J’apprendrai plus tard, au marché local, que le champignon se développe normalement de manière aléatoire dans les champs. Les familles productrices de maïs, qui sont très nombreuses ici, le récoltent tout simplement à la main lorsqu’elles en trouvent par chance au champ. Sa production commerciale est, pour l’instant, très peu répandue. C’est dans l’État de Puebla, situé tout juste au sud de la grande et effervescente Ciudad de México, que des villages se spécialisent maintenant dans la production et la multiplication du Huitlacoche dans le but de le commercialiser à plus grande échelle. On utilise là-bas des techniques d’inoculation pour répandre volontairement les spores sur plus de 600 hectares de maïs. On espère ainsi atteindre une forme de standardisation des techniques de production et de transformation, qui permettrait de vendre le champignon à travers le monde. Parce que la valeur du huitlacoche est supérieure aux produits du maïs -il peut se vendre jusqu’à 12 fois plus cher du kilo-, la production du champignon permet aux producteurs d’atteindre une stabilité financière beaucoup plus intéressante.

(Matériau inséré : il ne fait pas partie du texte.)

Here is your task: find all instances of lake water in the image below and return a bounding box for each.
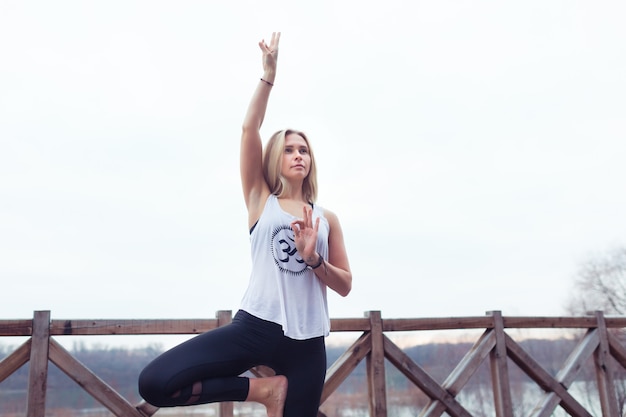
[0,380,606,417]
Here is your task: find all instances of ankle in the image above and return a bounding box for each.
[246,375,288,414]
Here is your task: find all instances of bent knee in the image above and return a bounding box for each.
[138,366,172,407]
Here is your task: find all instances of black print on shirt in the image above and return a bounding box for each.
[270,225,308,276]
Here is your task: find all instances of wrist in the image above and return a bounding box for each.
[305,253,323,270]
[261,70,276,84]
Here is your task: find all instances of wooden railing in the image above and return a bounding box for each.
[2,310,626,417]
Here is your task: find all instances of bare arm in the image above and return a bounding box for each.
[241,32,280,226]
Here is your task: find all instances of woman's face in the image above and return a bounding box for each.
[281,133,311,181]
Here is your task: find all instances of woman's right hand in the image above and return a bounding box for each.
[258,32,280,80]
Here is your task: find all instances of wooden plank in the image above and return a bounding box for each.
[25,315,626,336]
[421,330,496,416]
[502,316,599,329]
[330,317,371,332]
[366,311,387,417]
[0,338,31,383]
[321,332,371,403]
[0,319,33,336]
[49,318,220,335]
[49,338,144,417]
[383,336,471,417]
[48,317,373,335]
[383,316,494,331]
[593,311,618,417]
[26,310,50,417]
[383,316,607,332]
[504,333,592,417]
[488,311,513,417]
[2,314,621,338]
[604,316,626,328]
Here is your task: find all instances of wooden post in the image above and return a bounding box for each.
[26,310,50,417]
[217,310,234,417]
[487,311,513,417]
[594,311,619,417]
[365,310,387,417]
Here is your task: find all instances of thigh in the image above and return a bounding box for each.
[273,336,326,417]
[140,311,282,391]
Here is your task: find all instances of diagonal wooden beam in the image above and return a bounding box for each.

L’histoire du Huitlacoche suit celle de la domestication du maïs, dont on croit que l’origine remonte à il y a au moins 4000 ans, selon les estimations les plus conservatrices. Comme le maïs, il est lié à l’histoire du pays et de son peuple. Alors que le reste du monde perçoit le champignon comme un problème à éradiquer, il a ici été adopté dans la culture culinaire il y a longtemps. On a, tout simplement, décidé de transformer une nuisance en délicatesse. C’est, il me semble, une belle façon de prouver que ce qui nous est inconnu peut parfois s’avérer épatant.
Ici, la valeur culinaire de ce produit n’est pas à prouver. C’est un aliment de la gastronomie mexicaine bien connu et apprécié. Je remarque que c’est à la fois un aliment que l’on retrouve dans la cuisine traditionnelle de rue et dans l’univers de la haute gastronomie mexicaine. De grands chefs l’utilisent avec fierté dans leurs plats. C’est au Pitiona, un restaurant situé en plein coeur historique de la ville de Oaxaca de Juárez, que je goûte au Huitlacoche entier. On le cuisine de cette façon afin de montrer le produit de manière authentique; du champ à l’assiette. Les plats créés ici, qui sont d’ailleurs exquis, sont de réelles oeuvres d’art faites à partir des ingrédients les plus bruts. L’établissement est connu à travers le monde pour la passion avec laquelle il célèbre le travail des petits agriculteurs.
La cuisine mexicaine a conquis le monde entier; des salsas de toutes les couleurs à la popularité incontestable des tacos, le huitlacoche pourrait très bien être le prochain cadeau culinaire de ce pays au reste du monde.